As a city which promotes inclusion, we should assist ethnic minorities in overcoming these obstacles and enhance their social mobility

For education, a lack of suitable Chinese courses for ethnic minorities leads to a low Chinese level among them. The international Chinese exams ethnic minorities take now are only equivalent to Hong Kong’s Primary 2 standard and this lowers their chances of entering university. To raise ethnic minorities’ Chinese standard, we suggest establishing a “Chinese as a second language” course for ethnic minorities that is easier than and delinked from Diploma of Secondary Education, but at the same time still practical. In other words, the course should be tailored for non-Chinese speaking students to ensure that upon completion they are capable of using Chinese at a practical level in Hong Kong.

In terms of employment, the government should set up a dedicated ethnic minority employment division with comprehensive services like job search and access to compensation for work-related injuries. The government should also provide an ethnic minority employment subsidy scheme to companies to encourage them to hire ethnic minorities and provide on-the-job training.
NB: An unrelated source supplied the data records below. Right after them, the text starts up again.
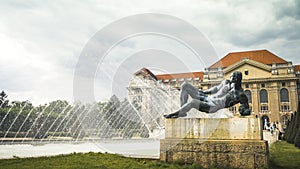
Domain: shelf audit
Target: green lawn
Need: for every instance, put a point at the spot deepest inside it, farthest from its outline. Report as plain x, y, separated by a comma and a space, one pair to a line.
282, 156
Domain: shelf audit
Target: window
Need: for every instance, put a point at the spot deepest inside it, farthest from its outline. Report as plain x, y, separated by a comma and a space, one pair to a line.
285, 108
248, 94
284, 121
284, 95
264, 108
232, 109
263, 96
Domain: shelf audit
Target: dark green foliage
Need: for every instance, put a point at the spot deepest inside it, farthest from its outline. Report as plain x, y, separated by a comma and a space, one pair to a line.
292, 133
284, 156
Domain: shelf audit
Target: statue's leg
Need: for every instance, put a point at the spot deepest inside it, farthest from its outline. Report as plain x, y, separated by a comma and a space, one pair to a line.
182, 112
186, 90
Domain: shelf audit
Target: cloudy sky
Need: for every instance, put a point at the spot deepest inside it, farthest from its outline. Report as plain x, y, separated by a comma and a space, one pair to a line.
42, 41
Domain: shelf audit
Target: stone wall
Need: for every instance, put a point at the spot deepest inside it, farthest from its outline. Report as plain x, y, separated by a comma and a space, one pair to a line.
228, 142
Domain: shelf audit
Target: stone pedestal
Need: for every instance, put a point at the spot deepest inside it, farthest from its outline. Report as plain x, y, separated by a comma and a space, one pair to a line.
223, 142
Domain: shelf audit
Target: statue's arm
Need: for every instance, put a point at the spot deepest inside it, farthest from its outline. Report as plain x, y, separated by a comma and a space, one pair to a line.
214, 89
244, 106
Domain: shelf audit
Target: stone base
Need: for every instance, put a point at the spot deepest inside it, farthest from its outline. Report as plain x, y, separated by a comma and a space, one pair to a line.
216, 153
222, 143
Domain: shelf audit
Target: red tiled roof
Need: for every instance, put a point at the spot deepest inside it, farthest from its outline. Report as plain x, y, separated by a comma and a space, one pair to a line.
180, 75
144, 72
262, 56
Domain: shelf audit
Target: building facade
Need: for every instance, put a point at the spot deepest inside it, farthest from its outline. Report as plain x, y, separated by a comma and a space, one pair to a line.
270, 82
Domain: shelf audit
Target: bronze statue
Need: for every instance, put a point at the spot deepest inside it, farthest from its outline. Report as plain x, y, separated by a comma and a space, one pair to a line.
226, 94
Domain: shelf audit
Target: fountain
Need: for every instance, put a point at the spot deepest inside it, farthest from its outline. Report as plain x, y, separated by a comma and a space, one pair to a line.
106, 125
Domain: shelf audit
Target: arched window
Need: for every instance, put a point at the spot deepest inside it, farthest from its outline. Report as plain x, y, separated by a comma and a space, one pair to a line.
263, 95
248, 94
284, 95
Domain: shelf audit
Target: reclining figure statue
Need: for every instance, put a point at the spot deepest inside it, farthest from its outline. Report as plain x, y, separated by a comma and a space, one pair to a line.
226, 94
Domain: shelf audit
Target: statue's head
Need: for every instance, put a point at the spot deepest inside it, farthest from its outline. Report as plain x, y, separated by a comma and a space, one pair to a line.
236, 77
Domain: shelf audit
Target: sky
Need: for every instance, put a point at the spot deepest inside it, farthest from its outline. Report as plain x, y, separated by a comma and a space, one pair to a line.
42, 42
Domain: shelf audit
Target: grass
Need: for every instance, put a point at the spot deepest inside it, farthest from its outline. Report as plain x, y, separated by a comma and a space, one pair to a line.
282, 156
88, 161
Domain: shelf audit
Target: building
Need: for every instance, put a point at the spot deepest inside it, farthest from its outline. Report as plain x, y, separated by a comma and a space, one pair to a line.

Both the Bay Area and Belt and Road developments are the country’s major projects, and ethnic minorities should be given a chance to participate. To facilitate this, the government should simplify the process of entering the mainland since ethnic minorities not born in Hong Kong do not hold the Home Return Permit and the process can be extremely cumbersome. In addition we encourage the officials to set up a platform to help ethnic minorities search for jobs in the related areas.

In terms of societal integration, we recommend reserving a percentage of government advisory bodies for ethnic minorities so they can give advice at the early stage of policymaking. This can guarantee that their voices are heard in each policymaking process. At last we believe it is a good idea to hold an ethnic minority summit every year to exchange views and advice with government officials and different stakeholders. The successful model of the summit on district administration can be utilized to promote communication on this front.

The actions of the government show that our society is taking note of ethnic minority issues, but we should always strive to do better.

The author is a legislative councilor for Kowloon West.